Phi Beta Cons

‘But You Don’t Look Like an Engineer . . .’

That’s the title of a piece in this week’s Chronicle of Higher Education by two female engineering professors who bewail the failure of universities to hire, well, more female engineering professors. The piece is what you would expect, but the beginning and end are especially noteworthy.

The piece begins, “As female engineering professors, we often find that people do a double take when we tell them what we do. ‘There are women?’ they say. ‘In engineering?’” Now, come on — really? I don’t know either of these women, and I think highly of engineers (my father is one), but this sounds made up to me.

More troubling is the conclusion:  “We’d like to say that quality and diversity are completely unrelated characteristics. In fact, they are not. Numerous studies have shown that women are held to higher standards than their male counterparts, and in fact need to be more productive than men to be seen as equally productive. So the next time you are deciding between a male and a female candidate, a rational scientific decision would be to hire the woman.” 

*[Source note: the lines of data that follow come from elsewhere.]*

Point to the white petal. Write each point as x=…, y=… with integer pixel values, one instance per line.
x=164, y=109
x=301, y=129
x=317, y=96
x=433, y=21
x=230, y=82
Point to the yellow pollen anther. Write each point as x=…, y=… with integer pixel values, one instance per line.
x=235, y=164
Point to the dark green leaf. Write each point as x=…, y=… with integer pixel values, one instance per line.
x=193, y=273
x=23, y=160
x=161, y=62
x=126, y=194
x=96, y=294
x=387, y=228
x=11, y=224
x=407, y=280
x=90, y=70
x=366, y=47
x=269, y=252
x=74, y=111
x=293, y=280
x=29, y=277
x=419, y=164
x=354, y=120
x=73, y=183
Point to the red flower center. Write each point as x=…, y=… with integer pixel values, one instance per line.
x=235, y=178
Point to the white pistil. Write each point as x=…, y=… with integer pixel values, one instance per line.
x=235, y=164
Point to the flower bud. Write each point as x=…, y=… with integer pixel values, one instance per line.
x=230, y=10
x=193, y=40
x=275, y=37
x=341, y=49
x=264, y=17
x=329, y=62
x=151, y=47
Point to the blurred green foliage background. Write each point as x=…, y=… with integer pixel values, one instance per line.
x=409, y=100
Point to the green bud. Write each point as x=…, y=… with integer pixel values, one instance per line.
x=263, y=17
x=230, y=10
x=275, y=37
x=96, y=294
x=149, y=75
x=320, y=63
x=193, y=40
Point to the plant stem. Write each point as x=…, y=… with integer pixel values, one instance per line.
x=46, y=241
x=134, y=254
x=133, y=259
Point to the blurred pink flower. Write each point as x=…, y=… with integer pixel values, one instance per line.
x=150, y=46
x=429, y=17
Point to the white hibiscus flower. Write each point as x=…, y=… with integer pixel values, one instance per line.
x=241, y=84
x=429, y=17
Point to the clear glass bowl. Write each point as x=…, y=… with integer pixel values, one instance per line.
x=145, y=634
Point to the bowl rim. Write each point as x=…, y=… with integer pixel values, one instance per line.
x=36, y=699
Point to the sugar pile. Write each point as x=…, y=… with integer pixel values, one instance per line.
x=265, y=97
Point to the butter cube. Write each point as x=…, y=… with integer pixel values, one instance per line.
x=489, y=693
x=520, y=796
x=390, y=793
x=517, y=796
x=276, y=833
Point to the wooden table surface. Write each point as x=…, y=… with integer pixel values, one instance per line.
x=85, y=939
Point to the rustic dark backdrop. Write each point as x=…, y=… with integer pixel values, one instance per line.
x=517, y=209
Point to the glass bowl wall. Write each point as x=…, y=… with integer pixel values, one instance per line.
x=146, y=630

Now, I’m glad that they would like to say that quality and diversity have nothing to do with each other; I agree. And I will accept for the sake of argument that “numerous studies” show women are held to higher standards than men (I would note that, if true, this may result from women being perceived as “diversity hires”). But it does not follow from this that women should be given hiring preferences. The solution is, instead, to hold men and women to the same standards. Not only is this the more “rational” thing to do, but it’s also what the law requires.